Fast, low-memory spectral topic modeling via on-the-fly rectification

These details have been verified by PyPI

Project links

GitHub Statistics

Maintainers

dmimno

These details have not been verified by PyPI

Project links

Paper

Project description

anchortopics

Source code

A fast, low-memory Python implementation of On-the-Fly Rectification (OTFR) spectral topic modeling: Moontae Lee, Sungjun Cho, Kun Dong, David Mimno, and David Bindel, On-the-Fly Rectification for Robust Large-Vocabulary Topic Inference (ICML 2021), building on the Joint-Stochastic Matrix Factorization / Anchor Word framework (Arora et al. 2013; Moontae et al. 2015, JSMF / pyJSMF-RAW).

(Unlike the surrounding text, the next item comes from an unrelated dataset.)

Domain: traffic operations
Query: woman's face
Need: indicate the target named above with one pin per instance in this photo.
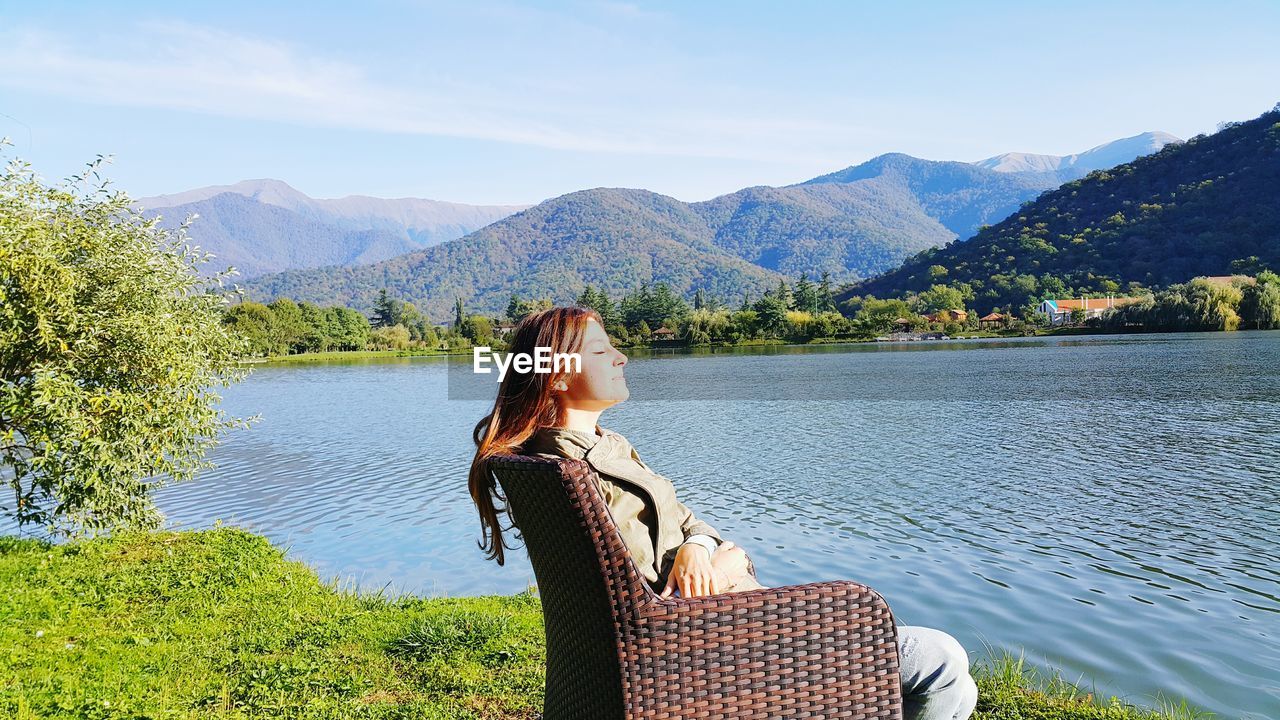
(600, 383)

Spectral ("anchor word") topic models recover topics from low-order word co-occurrence statistics in one shot — no sampling, no EM, just an eigendecomposition and some linear algebra. The catch is that empirical co-occurrence matrices are noisy, indefinite, and dense once rectified, so the classical pipeline costs O(N^2) space and O(N^2 K) time in the vocabulary size N. OTFR avoids ever forming the N x N matrix: it maintains the rectified co-occurrence as an implicit low-rank-plus-sparse operator (Y Y^T + E + r * 1 1^T) and recovers anchor words directly from the low-rank factor Y, bringing the cost down to O(N K) space and O(N K^2) time.

Install

uv add anchortopics   # or: pip install anchortopics

Quickstart

from sklearn.feature_extraction.text import CountVectorizer
from anchortopics import OTFR

vectorizer = CountVectorizer(max_features=20000, stop_words="english")
X = vectorizer.fit_transform(documents)  # (n_documents, n_vocab) sparse counts

model = OTFR(n_topics=20).fit(X)

for k, words in enumerate(model.top_words(vectorizer.get_feature_names_out(), n_words=10)):
    print(k, words)

model.components_ is the (n_topics, n_vocab) word-topic distribution matrix (p(word | topic)), model.topic_correlation_ is the (n_topics, n_topics) topic-topic correlation matrix, and model.anchors_ holds the vocabulary indices selected as anchor words.

If you already have a co-occurrence matrix C (dense or sparse, N x N), use model.fit_cooccurrence(C) instead of fit(X).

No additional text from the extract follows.